I closed the door, and rolled a stone to assist the loosened lock
in holding it; and spreading my umbrella, I drew my charge
underneath: for the rain began to drive through the moaning
branches of the trees, and warned us to avoid delay. Our hurry
prevented any comment on the encounter with Heathcliff, as we
stretched towards home; but I divined instinctively that
Catherine's heart was clouded now in double darkness. Her features
were so sad, they did not seem hers: she evidently regarded what
she had heard as every syllable true.

The master had retired to rest before we came in. Cathy stole to
his room to inquire how he was; he had fallen asleep. She
returned, and asked me to sit with her in the library. We took our
tea together; and afterwards she lay down on the rug, and told me
not to talk, for she was weary. I got a book, and pretended to
read.

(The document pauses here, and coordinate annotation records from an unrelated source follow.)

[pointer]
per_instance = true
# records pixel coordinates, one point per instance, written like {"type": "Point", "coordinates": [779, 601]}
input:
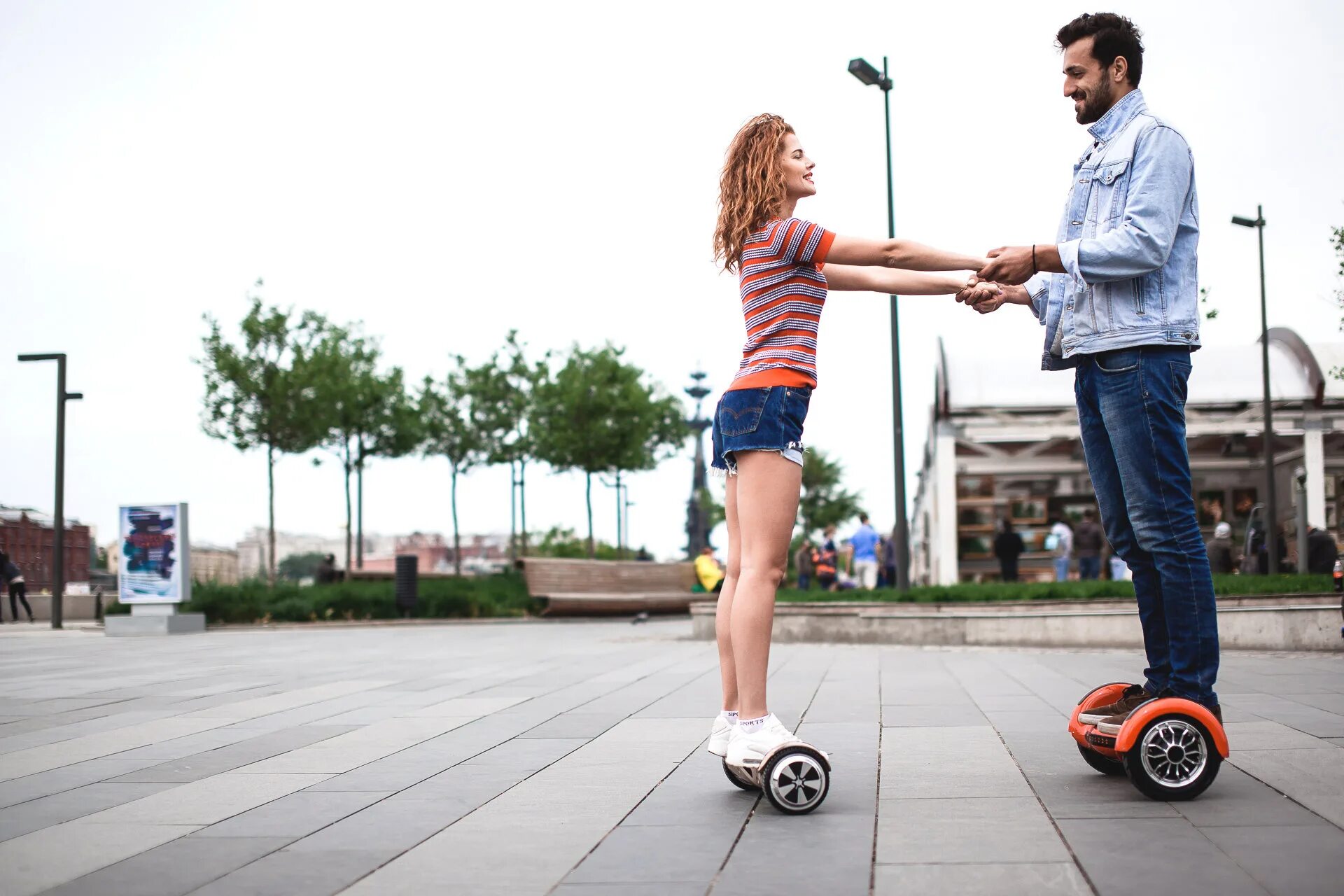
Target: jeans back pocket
{"type": "Point", "coordinates": [741, 410]}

As soon as she supposed me absorbed in my occupation, she
recommenced her silent weeping: it appeared, at present, her
favourite diversion. I suffered her to enjoy it a while; then I
expostulated: deriding and ridiculing all Mr. Heathcliff's
assertions about his son, as if I were certain she would coincide.
Alas! I hadn't skill to counteract the effect his account had
produced: it was just what he intended.

'You may be right, Ellen,' she answered; 'but I shall never feel at
ease till I know. And I must tell Linton it is not my fault that I
don't write, and convince him that I shall not change.'

What use were anger and protestations against her silly credulity?
We parted that night - hostile; but next day beheld me on the road
to Wuthering Heights, by the side of my wilful young mistress's
pony. I couldn't bear to witness her sorrow: to see her pale,
dejected countenance, and heavy eyes: and I yielded, in the faint
hope that Linton himself might prove, by his reception of us, how
little of the tale was founded on fact.